42     La dottrina sociale della Chiesa, oggi più di prima, ha il dovere di aprirsi a una prospettiva internazionale in linea col Concilio Vaticano II (cf. Gaudium et Spes, ), con le più recenti encicliche (Mater et Magistra; Pacem in Terris, IV PT 80-129; Octogesima Adveniens, 2–4) e, in particolare, con quella che stiamo ricordando (cf. Populorum Progressio PP 3 PP 9). Non sarà, pertanto, superfluo riesaminarne e approfondirne sotto questa luce i temi e gli orientamenti caratteristici, ripresi dal magistero in questi anni.

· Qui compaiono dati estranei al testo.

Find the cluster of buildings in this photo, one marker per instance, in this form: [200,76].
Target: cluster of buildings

Desidero qui segnalarne uno: l’opzione, o amore preferenziale per i poveri. È, questa, una opzione, o una forma speciale di primato nell’esercizio della carità cristiana, testimoniata da tutta la tradizione della Chiesa. Essa si riferisce alla vita di ciascun cristiano, in quanto imitatore della vita di Cristo, ma si applica egualmente alle nostre responsabilità sociali e, perciò, al nostro vivere, alle decisioni da prendere coerentemente circa la proprietà e l’uso dei beni.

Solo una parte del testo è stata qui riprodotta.